わずか3cm程度の小さな蝶ですが、 その動向に着目していきたいと思います。

コメント

  1. 冬将軍 より:

    クマソが攻めあがってきた!(笑)
    ヤマト王権に抵抗した、あのクマソ一族かと思いました。

    羽裏の赤紋の先にあるぴょんぴょんしたのがキュートな蝶ですね~。

    低温期と高温期で模様が若干違うんでしょうか?
    面白いですね。

    虫や動物は温暖化とともに移動していけますが、
    植物はその遷移スピードがとてもゆっくりなので、
    農業などは特に深刻な問題かと思います。

  2. ぬー より:

    冬将軍さん

    ”クマソ”ですが、昨年から今年にかけて、まさに一気に北上して攻めあがってきました(笑)。
    地元ではソテツの栽培も行われているので、影響が心配されています。

    クロマダラソテツシジミの場合、高温期はその名前のとおり、黒い斑点が非常に目立ちます。ブログで紹介した個体は斑紋が目立たず、少し白っぽいです。

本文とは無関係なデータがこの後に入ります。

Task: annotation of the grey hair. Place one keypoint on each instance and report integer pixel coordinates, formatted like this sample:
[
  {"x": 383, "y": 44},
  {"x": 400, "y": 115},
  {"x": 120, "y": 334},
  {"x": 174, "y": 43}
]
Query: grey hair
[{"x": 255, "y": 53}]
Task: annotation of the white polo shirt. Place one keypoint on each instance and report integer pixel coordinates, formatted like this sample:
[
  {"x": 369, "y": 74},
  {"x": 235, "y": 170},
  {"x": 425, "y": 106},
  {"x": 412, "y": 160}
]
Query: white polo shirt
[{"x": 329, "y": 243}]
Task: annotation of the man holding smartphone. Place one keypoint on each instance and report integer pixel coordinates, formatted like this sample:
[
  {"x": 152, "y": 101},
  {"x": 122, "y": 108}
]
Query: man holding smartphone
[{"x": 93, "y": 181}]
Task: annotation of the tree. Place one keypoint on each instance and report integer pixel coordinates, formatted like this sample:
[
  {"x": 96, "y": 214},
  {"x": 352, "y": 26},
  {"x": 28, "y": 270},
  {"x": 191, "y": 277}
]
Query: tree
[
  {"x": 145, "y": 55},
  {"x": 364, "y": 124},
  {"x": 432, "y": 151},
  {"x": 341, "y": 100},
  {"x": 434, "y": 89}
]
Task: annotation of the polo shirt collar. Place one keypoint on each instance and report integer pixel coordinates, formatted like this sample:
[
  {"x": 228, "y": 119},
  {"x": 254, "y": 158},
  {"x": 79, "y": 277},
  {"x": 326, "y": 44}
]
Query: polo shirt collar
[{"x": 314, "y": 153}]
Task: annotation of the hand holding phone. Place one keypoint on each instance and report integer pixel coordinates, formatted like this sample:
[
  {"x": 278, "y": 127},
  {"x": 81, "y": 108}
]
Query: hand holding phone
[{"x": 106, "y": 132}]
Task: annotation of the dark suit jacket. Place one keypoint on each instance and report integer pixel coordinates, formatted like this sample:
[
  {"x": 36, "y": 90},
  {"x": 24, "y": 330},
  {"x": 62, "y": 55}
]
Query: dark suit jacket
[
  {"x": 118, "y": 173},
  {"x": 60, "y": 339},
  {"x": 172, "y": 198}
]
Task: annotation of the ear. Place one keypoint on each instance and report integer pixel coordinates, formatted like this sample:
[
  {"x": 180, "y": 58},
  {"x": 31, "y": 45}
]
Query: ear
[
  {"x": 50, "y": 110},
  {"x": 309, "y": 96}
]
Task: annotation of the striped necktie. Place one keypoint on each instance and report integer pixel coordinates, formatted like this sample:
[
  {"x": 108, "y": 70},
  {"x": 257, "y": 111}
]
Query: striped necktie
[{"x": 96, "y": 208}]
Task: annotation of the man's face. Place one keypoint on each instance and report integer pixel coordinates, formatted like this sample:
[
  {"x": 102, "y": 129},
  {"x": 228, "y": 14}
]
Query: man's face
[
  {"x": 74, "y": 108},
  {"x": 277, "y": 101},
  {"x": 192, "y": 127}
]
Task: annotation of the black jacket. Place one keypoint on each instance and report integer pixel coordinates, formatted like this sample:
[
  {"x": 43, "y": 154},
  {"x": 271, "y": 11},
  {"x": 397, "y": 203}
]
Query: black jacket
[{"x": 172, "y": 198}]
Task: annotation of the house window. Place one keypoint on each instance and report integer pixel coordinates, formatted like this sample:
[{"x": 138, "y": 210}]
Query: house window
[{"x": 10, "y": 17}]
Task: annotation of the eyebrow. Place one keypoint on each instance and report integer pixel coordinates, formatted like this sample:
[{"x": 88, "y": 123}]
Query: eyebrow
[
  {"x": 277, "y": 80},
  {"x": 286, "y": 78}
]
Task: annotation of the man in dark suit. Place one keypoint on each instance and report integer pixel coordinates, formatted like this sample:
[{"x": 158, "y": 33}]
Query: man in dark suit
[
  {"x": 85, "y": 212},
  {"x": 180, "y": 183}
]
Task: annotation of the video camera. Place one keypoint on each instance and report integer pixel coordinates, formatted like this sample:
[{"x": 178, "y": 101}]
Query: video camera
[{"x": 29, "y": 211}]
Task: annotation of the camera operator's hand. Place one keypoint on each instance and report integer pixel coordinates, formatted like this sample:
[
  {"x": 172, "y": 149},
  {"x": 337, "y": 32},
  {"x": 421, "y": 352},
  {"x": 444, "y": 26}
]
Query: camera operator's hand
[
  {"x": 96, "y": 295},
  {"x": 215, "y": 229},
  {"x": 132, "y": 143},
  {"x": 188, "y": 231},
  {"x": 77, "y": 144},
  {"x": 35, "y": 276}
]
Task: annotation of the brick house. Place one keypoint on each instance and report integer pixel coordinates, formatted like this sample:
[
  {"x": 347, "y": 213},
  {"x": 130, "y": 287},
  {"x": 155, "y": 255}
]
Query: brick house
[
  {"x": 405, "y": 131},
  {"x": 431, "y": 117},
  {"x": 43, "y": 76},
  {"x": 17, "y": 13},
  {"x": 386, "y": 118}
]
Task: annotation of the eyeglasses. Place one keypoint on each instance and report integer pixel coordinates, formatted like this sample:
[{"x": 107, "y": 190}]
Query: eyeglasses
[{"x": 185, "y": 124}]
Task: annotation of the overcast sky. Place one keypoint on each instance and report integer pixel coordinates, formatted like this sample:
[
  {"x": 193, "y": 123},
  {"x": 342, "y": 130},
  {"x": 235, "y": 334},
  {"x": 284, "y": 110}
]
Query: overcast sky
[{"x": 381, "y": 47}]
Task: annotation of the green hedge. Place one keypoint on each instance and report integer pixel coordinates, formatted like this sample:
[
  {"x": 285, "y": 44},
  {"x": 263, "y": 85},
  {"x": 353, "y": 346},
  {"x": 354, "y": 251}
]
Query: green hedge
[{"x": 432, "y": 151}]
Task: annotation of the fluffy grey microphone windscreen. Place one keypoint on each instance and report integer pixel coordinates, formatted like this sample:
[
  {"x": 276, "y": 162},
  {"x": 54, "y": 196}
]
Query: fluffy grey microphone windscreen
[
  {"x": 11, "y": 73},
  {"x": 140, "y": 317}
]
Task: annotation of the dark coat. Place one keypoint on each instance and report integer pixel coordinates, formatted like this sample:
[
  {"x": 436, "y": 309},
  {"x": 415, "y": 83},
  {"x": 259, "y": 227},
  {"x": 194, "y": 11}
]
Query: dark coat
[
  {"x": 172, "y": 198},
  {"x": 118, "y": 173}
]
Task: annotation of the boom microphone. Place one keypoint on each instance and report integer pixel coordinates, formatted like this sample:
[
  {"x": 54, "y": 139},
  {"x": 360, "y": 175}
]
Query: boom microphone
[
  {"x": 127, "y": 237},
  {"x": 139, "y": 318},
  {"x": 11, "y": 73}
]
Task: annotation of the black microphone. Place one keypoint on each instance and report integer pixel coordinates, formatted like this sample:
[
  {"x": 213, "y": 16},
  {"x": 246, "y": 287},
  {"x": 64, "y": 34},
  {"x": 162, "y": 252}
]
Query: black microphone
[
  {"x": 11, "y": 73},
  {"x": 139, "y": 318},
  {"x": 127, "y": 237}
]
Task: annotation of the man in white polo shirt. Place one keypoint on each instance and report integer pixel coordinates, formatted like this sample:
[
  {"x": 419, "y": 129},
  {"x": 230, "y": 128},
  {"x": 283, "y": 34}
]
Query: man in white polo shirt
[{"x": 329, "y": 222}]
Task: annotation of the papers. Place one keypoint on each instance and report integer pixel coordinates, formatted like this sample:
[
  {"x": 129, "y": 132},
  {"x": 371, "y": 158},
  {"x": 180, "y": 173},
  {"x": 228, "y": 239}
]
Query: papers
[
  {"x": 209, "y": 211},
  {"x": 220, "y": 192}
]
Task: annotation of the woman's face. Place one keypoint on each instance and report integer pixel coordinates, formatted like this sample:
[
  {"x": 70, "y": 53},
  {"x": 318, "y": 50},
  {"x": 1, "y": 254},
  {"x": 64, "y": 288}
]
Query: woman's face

    温暖化などの気候の変化が農業に与える影響はとても大きいです。その変化に”しなやかに”対応することが今求められていますね。他地域の研究機関の情報を集めたり、南房総地域での栽培経験が豊富な親父のアドバイスを参考にしながら、なんとかやっています。

  3. サワガニご飯 より:

    ソテツを食らうなんて、ガッツがある蝶だね。
    なんかうちのお父さんが調べてるみたいね。
    どんな調査結果になるんでしょう。

  4. ぬー より:

    サワガニご飯さん

    調査をされている方がお父さんでしたか!
    びっくりです!
    調査によれば、10月初旬の時点で金谷まで分布が北上しているそうです。

    先週の後半からうちの庭先でもこの蝶がたくさん乱舞するようになりました。
    先日写真を撮ったのでその様子をアップしますね。